Ufologia: é o estudo hipotético de “objetos voadores não identificados” (OVNIs).
Para explicar melhor o que significa objetos voadores não identificados, temos que olhar com muita atenção para a terminologia grifada em negrito e itálico, pois o problema começa com um erro de interpretação.

Quando observamos algo no céu do qual não conseguimos identificar, passamos a nomear tal objeto como OVNI, porque simplesmente não conseguimos utilizar a nossa experiência para identificar o objeto. O erro acontece quando, ao invés de admitirmos o fato de que não sabemos do que se trata, damos uma explicação absurda para o objeto. É comum encontrar a seguinte alegação:

“Eu vi um OVNI… era impossível que aquele objeto tenha sido controlado por alguma inteligência humana, só podem ser seres extraterrestres.”

O erro não começa quando a pessoa admite que são objetos desconhecidos, mas quando alguém insiste em dar uma explicação baseada em sua crença pessoal. Admitir que algo não tem explicação não é o mesmo que afirmar algo absurdo ou extraordinário.

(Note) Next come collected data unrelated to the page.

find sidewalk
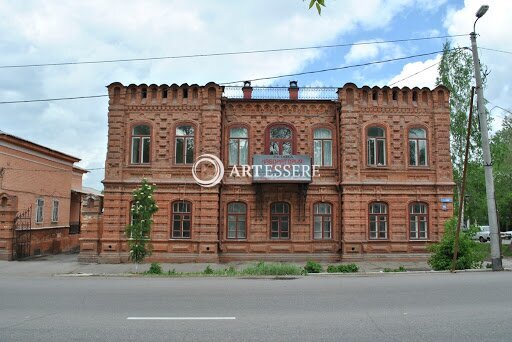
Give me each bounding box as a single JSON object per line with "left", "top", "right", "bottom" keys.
{"left": 1, "top": 253, "right": 510, "bottom": 277}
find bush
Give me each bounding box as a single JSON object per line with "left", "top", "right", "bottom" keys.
{"left": 167, "top": 269, "right": 176, "bottom": 275}
{"left": 241, "top": 262, "right": 303, "bottom": 276}
{"left": 428, "top": 218, "right": 486, "bottom": 271}
{"left": 326, "top": 263, "right": 359, "bottom": 273}
{"left": 203, "top": 265, "right": 214, "bottom": 275}
{"left": 146, "top": 262, "right": 163, "bottom": 274}
{"left": 304, "top": 260, "right": 323, "bottom": 273}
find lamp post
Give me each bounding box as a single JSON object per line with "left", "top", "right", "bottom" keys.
{"left": 470, "top": 4, "right": 503, "bottom": 271}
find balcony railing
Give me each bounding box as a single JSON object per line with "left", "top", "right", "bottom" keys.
{"left": 223, "top": 86, "right": 338, "bottom": 100}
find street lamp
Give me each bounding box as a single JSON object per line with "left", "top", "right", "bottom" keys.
{"left": 470, "top": 5, "right": 503, "bottom": 271}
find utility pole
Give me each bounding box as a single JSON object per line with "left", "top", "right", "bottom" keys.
{"left": 470, "top": 5, "right": 503, "bottom": 271}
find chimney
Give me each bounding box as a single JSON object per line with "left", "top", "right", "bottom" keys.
{"left": 242, "top": 81, "right": 253, "bottom": 99}
{"left": 288, "top": 80, "right": 299, "bottom": 100}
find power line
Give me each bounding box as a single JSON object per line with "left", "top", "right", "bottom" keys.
{"left": 0, "top": 48, "right": 461, "bottom": 104}
{"left": 479, "top": 47, "right": 512, "bottom": 55}
{"left": 388, "top": 61, "right": 440, "bottom": 86}
{"left": 220, "top": 49, "right": 452, "bottom": 85}
{"left": 2, "top": 167, "right": 105, "bottom": 173}
{"left": 0, "top": 34, "right": 468, "bottom": 69}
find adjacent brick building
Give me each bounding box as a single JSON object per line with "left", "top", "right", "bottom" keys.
{"left": 89, "top": 81, "right": 454, "bottom": 263}
{"left": 0, "top": 130, "right": 97, "bottom": 260}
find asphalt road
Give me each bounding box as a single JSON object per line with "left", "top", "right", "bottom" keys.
{"left": 0, "top": 272, "right": 511, "bottom": 342}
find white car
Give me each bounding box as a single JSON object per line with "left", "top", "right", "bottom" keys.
{"left": 474, "top": 225, "right": 490, "bottom": 243}
{"left": 501, "top": 231, "right": 512, "bottom": 240}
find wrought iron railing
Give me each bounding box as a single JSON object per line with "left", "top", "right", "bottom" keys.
{"left": 223, "top": 86, "right": 338, "bottom": 100}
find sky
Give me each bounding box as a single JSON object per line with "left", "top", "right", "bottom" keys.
{"left": 0, "top": 0, "right": 510, "bottom": 191}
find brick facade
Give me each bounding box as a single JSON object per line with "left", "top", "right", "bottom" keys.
{"left": 95, "top": 82, "right": 454, "bottom": 263}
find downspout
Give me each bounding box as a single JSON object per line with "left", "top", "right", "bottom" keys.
{"left": 336, "top": 102, "right": 343, "bottom": 257}
{"left": 217, "top": 98, "right": 225, "bottom": 257}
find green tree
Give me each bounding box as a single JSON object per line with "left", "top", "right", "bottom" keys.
{"left": 306, "top": 0, "right": 326, "bottom": 14}
{"left": 125, "top": 179, "right": 158, "bottom": 266}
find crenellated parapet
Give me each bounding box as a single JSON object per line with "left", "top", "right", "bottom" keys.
{"left": 106, "top": 82, "right": 224, "bottom": 108}
{"left": 338, "top": 83, "right": 449, "bottom": 110}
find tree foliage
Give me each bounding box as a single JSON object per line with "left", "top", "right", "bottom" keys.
{"left": 428, "top": 218, "right": 486, "bottom": 270}
{"left": 125, "top": 179, "right": 158, "bottom": 263}
{"left": 306, "top": 0, "right": 325, "bottom": 14}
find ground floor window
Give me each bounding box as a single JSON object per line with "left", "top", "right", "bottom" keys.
{"left": 227, "top": 202, "right": 247, "bottom": 239}
{"left": 270, "top": 202, "right": 290, "bottom": 239}
{"left": 410, "top": 202, "right": 428, "bottom": 239}
{"left": 171, "top": 201, "right": 191, "bottom": 238}
{"left": 313, "top": 202, "right": 332, "bottom": 239}
{"left": 369, "top": 202, "right": 388, "bottom": 239}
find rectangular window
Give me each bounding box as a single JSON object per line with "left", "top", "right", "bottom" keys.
{"left": 36, "top": 198, "right": 44, "bottom": 223}
{"left": 228, "top": 127, "right": 249, "bottom": 166}
{"left": 313, "top": 128, "right": 333, "bottom": 167}
{"left": 171, "top": 201, "right": 192, "bottom": 239}
{"left": 369, "top": 202, "right": 388, "bottom": 240}
{"left": 313, "top": 203, "right": 332, "bottom": 239}
{"left": 410, "top": 203, "right": 428, "bottom": 240}
{"left": 52, "top": 200, "right": 59, "bottom": 223}
{"left": 227, "top": 202, "right": 247, "bottom": 239}
{"left": 175, "top": 126, "right": 194, "bottom": 164}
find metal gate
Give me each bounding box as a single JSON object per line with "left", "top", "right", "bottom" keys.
{"left": 13, "top": 206, "right": 32, "bottom": 260}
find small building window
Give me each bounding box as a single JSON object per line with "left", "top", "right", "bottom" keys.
{"left": 369, "top": 202, "right": 388, "bottom": 240}
{"left": 175, "top": 125, "right": 194, "bottom": 164}
{"left": 313, "top": 128, "right": 333, "bottom": 167}
{"left": 313, "top": 203, "right": 332, "bottom": 239}
{"left": 162, "top": 88, "right": 168, "bottom": 99}
{"left": 141, "top": 88, "right": 147, "bottom": 99}
{"left": 409, "top": 128, "right": 427, "bottom": 166}
{"left": 35, "top": 198, "right": 44, "bottom": 223}
{"left": 268, "top": 125, "right": 293, "bottom": 155}
{"left": 51, "top": 200, "right": 59, "bottom": 223}
{"left": 227, "top": 202, "right": 247, "bottom": 239}
{"left": 410, "top": 202, "right": 428, "bottom": 240}
{"left": 270, "top": 202, "right": 290, "bottom": 239}
{"left": 367, "top": 126, "right": 386, "bottom": 166}
{"left": 131, "top": 125, "right": 151, "bottom": 164}
{"left": 171, "top": 201, "right": 192, "bottom": 239}
{"left": 229, "top": 127, "right": 248, "bottom": 166}
{"left": 183, "top": 88, "right": 188, "bottom": 99}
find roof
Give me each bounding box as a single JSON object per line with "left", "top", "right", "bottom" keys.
{"left": 72, "top": 186, "right": 103, "bottom": 197}
{"left": 0, "top": 130, "right": 80, "bottom": 163}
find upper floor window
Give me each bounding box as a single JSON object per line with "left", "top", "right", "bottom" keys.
{"left": 367, "top": 126, "right": 386, "bottom": 166}
{"left": 35, "top": 198, "right": 44, "bottom": 223}
{"left": 269, "top": 125, "right": 293, "bottom": 155}
{"left": 313, "top": 202, "right": 332, "bottom": 239}
{"left": 369, "top": 202, "right": 388, "bottom": 239}
{"left": 227, "top": 202, "right": 247, "bottom": 239}
{"left": 51, "top": 200, "right": 59, "bottom": 223}
{"left": 409, "top": 128, "right": 427, "bottom": 166}
{"left": 409, "top": 202, "right": 428, "bottom": 240}
{"left": 175, "top": 125, "right": 194, "bottom": 164}
{"left": 229, "top": 127, "right": 248, "bottom": 166}
{"left": 171, "top": 201, "right": 192, "bottom": 239}
{"left": 270, "top": 202, "right": 290, "bottom": 239}
{"left": 131, "top": 125, "right": 150, "bottom": 164}
{"left": 313, "top": 128, "right": 333, "bottom": 167}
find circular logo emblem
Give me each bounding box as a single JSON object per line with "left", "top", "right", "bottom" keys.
{"left": 191, "top": 154, "right": 224, "bottom": 187}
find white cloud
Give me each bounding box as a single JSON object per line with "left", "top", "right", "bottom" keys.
{"left": 345, "top": 40, "right": 404, "bottom": 64}
{"left": 387, "top": 55, "right": 441, "bottom": 88}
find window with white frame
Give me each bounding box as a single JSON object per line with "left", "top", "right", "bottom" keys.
{"left": 313, "top": 128, "right": 333, "bottom": 167}
{"left": 51, "top": 200, "right": 59, "bottom": 223}
{"left": 228, "top": 127, "right": 248, "bottom": 166}
{"left": 369, "top": 202, "right": 388, "bottom": 239}
{"left": 409, "top": 128, "right": 428, "bottom": 166}
{"left": 175, "top": 125, "right": 195, "bottom": 164}
{"left": 131, "top": 125, "right": 151, "bottom": 164}
{"left": 409, "top": 202, "right": 428, "bottom": 239}
{"left": 313, "top": 202, "right": 332, "bottom": 239}
{"left": 367, "top": 126, "right": 386, "bottom": 166}
{"left": 36, "top": 198, "right": 44, "bottom": 223}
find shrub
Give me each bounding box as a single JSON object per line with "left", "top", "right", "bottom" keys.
{"left": 146, "top": 262, "right": 163, "bottom": 274}
{"left": 224, "top": 266, "right": 237, "bottom": 275}
{"left": 204, "top": 265, "right": 214, "bottom": 275}
{"left": 304, "top": 260, "right": 323, "bottom": 273}
{"left": 326, "top": 263, "right": 359, "bottom": 273}
{"left": 241, "top": 262, "right": 303, "bottom": 276}
{"left": 428, "top": 218, "right": 486, "bottom": 271}
{"left": 167, "top": 269, "right": 176, "bottom": 275}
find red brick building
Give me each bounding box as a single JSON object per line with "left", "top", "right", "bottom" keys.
{"left": 87, "top": 81, "right": 453, "bottom": 263}
{"left": 0, "top": 130, "right": 97, "bottom": 260}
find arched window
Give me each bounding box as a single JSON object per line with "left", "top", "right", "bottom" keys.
{"left": 268, "top": 125, "right": 293, "bottom": 155}
{"left": 367, "top": 126, "right": 386, "bottom": 166}
{"left": 175, "top": 125, "right": 194, "bottom": 164}
{"left": 409, "top": 128, "right": 427, "bottom": 166}
{"left": 227, "top": 202, "right": 247, "bottom": 239}
{"left": 313, "top": 128, "right": 333, "bottom": 167}
{"left": 171, "top": 201, "right": 192, "bottom": 239}
{"left": 270, "top": 202, "right": 290, "bottom": 239}
{"left": 409, "top": 202, "right": 428, "bottom": 240}
{"left": 131, "top": 125, "right": 150, "bottom": 164}
{"left": 369, "top": 202, "right": 388, "bottom": 240}
{"left": 228, "top": 127, "right": 248, "bottom": 166}
{"left": 313, "top": 203, "right": 332, "bottom": 239}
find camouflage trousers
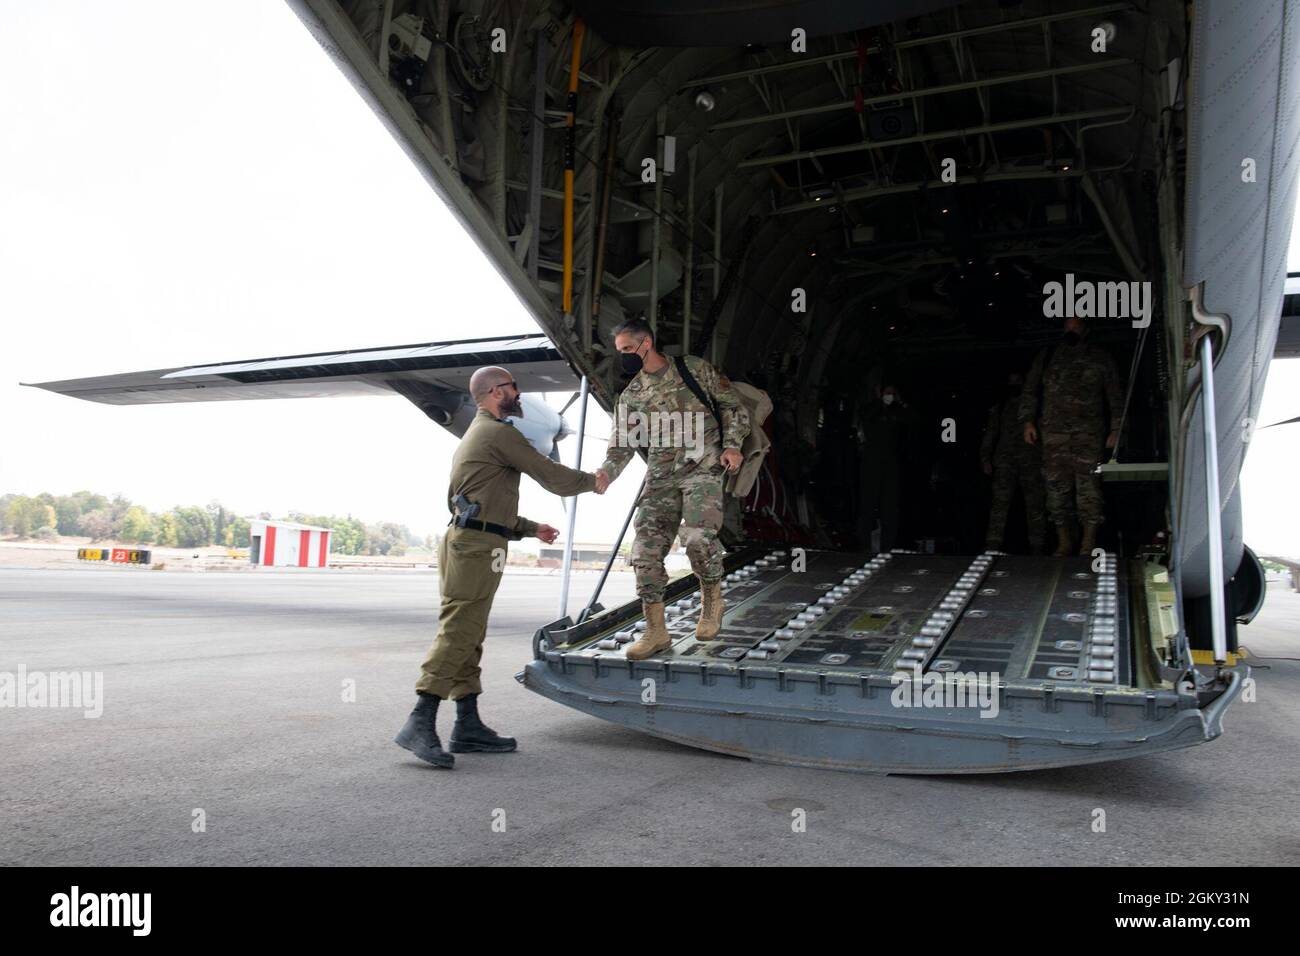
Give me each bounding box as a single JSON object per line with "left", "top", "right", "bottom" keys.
{"left": 1042, "top": 430, "right": 1106, "bottom": 527}
{"left": 631, "top": 468, "right": 726, "bottom": 603}
{"left": 986, "top": 455, "right": 1047, "bottom": 551}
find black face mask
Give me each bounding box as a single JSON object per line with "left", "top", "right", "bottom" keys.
{"left": 620, "top": 341, "right": 648, "bottom": 375}
{"left": 1063, "top": 331, "right": 1082, "bottom": 345}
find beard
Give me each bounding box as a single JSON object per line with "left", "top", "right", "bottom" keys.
{"left": 504, "top": 396, "right": 524, "bottom": 418}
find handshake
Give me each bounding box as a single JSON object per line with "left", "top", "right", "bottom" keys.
{"left": 531, "top": 470, "right": 611, "bottom": 545}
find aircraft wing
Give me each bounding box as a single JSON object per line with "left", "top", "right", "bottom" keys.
{"left": 23, "top": 332, "right": 583, "bottom": 456}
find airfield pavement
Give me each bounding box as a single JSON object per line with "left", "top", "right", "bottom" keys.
{"left": 2, "top": 565, "right": 1298, "bottom": 866}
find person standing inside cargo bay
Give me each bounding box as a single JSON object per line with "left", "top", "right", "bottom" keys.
{"left": 1019, "top": 316, "right": 1123, "bottom": 556}
{"left": 981, "top": 371, "right": 1047, "bottom": 554}
{"left": 596, "top": 319, "right": 749, "bottom": 661}
{"left": 856, "top": 382, "right": 915, "bottom": 552}
{"left": 396, "top": 365, "right": 604, "bottom": 769}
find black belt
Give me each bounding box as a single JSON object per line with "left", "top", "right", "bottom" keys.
{"left": 450, "top": 515, "right": 513, "bottom": 538}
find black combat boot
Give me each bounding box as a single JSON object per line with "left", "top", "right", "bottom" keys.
{"left": 394, "top": 692, "right": 454, "bottom": 768}
{"left": 449, "top": 693, "right": 517, "bottom": 753}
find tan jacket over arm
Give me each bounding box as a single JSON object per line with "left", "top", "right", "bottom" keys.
{"left": 688, "top": 356, "right": 751, "bottom": 451}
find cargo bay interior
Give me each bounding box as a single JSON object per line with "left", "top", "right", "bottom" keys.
{"left": 318, "top": 1, "right": 1193, "bottom": 688}
{"left": 576, "top": 3, "right": 1175, "bottom": 558}
{"left": 345, "top": 0, "right": 1183, "bottom": 558}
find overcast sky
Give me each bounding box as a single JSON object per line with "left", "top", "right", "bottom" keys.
{"left": 0, "top": 1, "right": 1297, "bottom": 556}
{"left": 0, "top": 0, "right": 644, "bottom": 549}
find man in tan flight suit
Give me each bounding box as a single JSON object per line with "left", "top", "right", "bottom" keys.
{"left": 395, "top": 366, "right": 606, "bottom": 769}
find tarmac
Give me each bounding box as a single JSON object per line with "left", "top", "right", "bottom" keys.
{"left": 2, "top": 565, "right": 1297, "bottom": 866}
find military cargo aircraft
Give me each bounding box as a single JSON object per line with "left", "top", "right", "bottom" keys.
{"left": 28, "top": 0, "right": 1299, "bottom": 771}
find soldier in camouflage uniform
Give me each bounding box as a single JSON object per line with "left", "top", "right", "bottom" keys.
{"left": 1019, "top": 317, "right": 1123, "bottom": 556}
{"left": 596, "top": 318, "right": 750, "bottom": 660}
{"left": 981, "top": 372, "right": 1046, "bottom": 553}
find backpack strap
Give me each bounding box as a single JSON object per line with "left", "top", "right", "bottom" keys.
{"left": 673, "top": 355, "right": 724, "bottom": 435}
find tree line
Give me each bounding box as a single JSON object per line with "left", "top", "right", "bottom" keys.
{"left": 0, "top": 491, "right": 424, "bottom": 556}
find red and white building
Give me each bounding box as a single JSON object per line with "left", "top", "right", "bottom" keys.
{"left": 249, "top": 520, "right": 332, "bottom": 568}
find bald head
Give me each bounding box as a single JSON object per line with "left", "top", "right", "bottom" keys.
{"left": 470, "top": 366, "right": 513, "bottom": 403}
{"left": 470, "top": 365, "right": 523, "bottom": 419}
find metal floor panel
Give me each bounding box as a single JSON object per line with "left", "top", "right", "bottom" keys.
{"left": 562, "top": 549, "right": 1135, "bottom": 691}
{"left": 524, "top": 548, "right": 1243, "bottom": 774}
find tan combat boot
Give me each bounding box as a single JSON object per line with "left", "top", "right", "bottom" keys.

Ainda, a frase acima recorre a uma anedota (relato de que algo supostamente aconteceu mas não há meio algum de analisar sua veracidade) e ao argumentum ad ignorantiam (argumento da ignorância), no qual o argumentador (um ufólogo, por exemplo) afirma que, por não ter uma explicação plausível para um OVNI, ele automaticamente é de origem extraterrestre. Perceberam a contradição? Se o objeto voador não é identificado, então, não podemos atribuir um significado secundário sem a conclusão da primeira premissa, caso contrário é falácia, e sua alegação não é válida!

Afirmações que não possam testadas, explicações que não possuem caráter verídico, relatos que não podem ser verificados não possuem caráter científico.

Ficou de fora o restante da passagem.